Gold basically serves two purposes:

1. It is a commodity used in industry (e.g. electronics, jewelry, dentistry)
2. It is a store of value, especially as a protection in turbulent times, for example political upheavals.

But compared to other assets, gold is very different. It generates no income, and it costs even money to store it.

Gold rallied strongly after the financial crisis. Its price peaked in 2011 and ignoring some small rebounds has been falling since (see chart). Ii is approaching $1,000 an ounce and could even drop below that mark if we believe some commentators.

The most obvious reason for gold’s drop is the strong dollar. Gold is priced in dollars, which means that if the American currency goes up, the yellow metal is repriced accordingly. In addition the dollar’s rise is linked to the improving American economy, which will result sooner or later in higher interest rates. Higher interest rates increase the opportunity cost of holding a zero-yield asset; money invested in gold could be earning a return if invested in treasury bills. Strong earnings from stocks have a similar effect, as dividends increase it raises also the opportunity cost for gold.

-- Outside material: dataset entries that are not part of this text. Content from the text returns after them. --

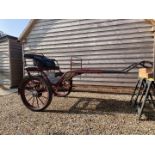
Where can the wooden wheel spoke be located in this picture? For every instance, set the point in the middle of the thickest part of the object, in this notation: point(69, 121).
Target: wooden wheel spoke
point(37, 102)
point(40, 100)
point(30, 99)
point(44, 97)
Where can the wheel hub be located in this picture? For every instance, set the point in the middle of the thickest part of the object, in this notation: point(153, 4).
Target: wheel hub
point(35, 93)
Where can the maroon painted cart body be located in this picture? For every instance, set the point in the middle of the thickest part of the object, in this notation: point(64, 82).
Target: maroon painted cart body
point(45, 79)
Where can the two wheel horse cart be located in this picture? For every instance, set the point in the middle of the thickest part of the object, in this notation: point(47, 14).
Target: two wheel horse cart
point(45, 79)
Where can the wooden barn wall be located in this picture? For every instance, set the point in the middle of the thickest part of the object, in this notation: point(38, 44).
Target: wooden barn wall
point(16, 62)
point(4, 63)
point(103, 44)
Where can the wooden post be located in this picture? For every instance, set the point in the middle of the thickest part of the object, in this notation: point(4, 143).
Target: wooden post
point(154, 52)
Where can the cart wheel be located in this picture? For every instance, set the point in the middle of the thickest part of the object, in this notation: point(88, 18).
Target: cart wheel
point(64, 89)
point(36, 93)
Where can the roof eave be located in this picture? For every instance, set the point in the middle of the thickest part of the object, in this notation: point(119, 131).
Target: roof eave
point(27, 29)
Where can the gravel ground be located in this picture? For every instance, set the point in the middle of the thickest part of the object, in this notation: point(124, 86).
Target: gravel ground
point(80, 113)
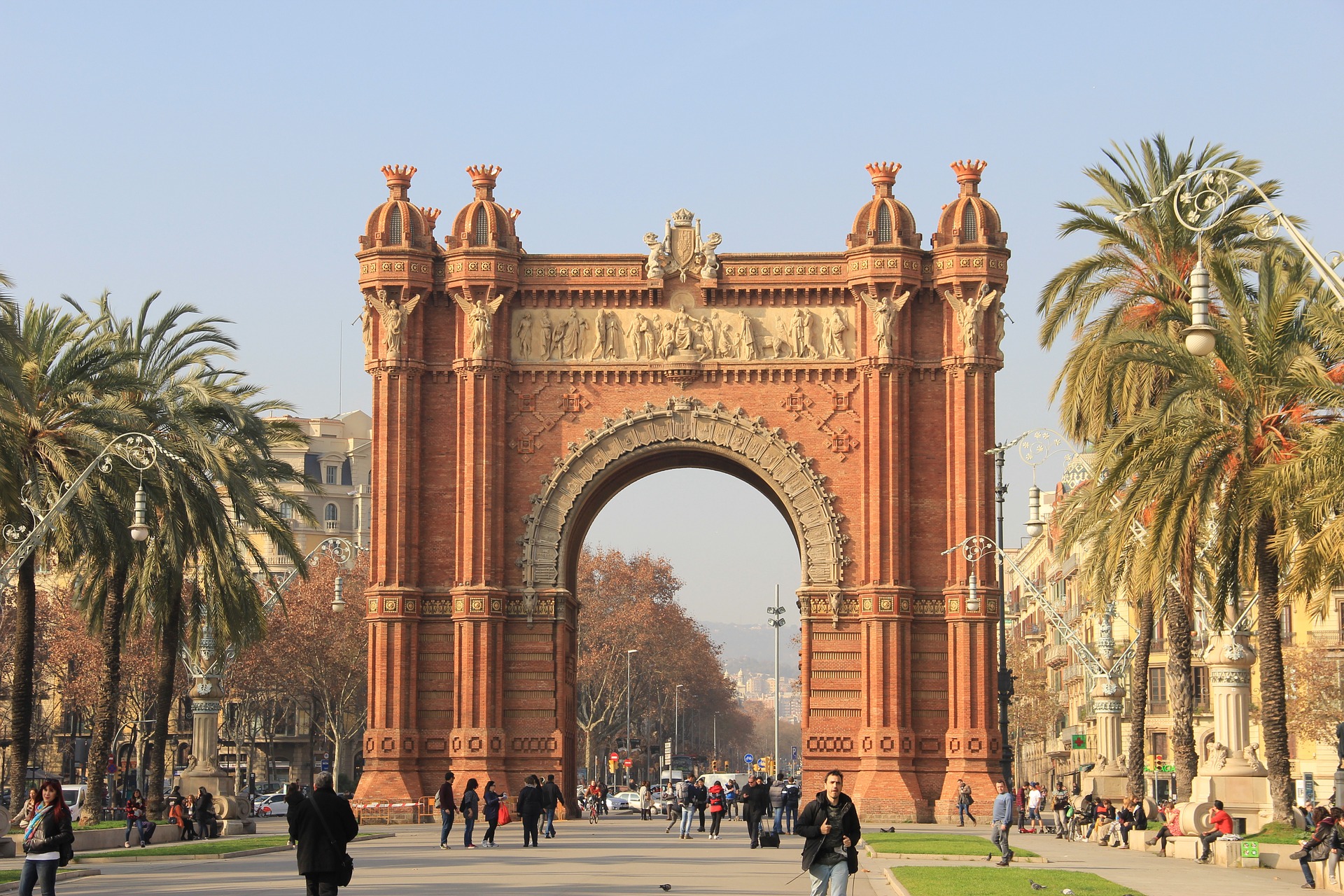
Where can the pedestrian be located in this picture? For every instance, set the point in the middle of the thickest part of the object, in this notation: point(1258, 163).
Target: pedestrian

Supporters of a higher gold price also hinted at China. The ambition to turn the yuan into a reserve currency would help to increase China’s gold stocks in order to make its currency credible in international eyes. China has raised its gold reserves a bit, but they are still very small and as a share of total reserves, China’s gold holdings are falling.

Gold also suffered because of political news. The euro zone’s deal on Greece has reduced the chance of a messy default, and of the break-up of the single currency. The nuclear deal with Iran reduces the risk of war and raises the chances of a broader agreement on other Middle East issues such as Syria.

So the main reason for holding gold is the scale by which central banks are creating money (“quantitative easing”) which will eventually result in disaster in international finance. But at the moment the public confidence in “fiat” money (currency backed by a promise, not precious metal as in former times) is not shattered.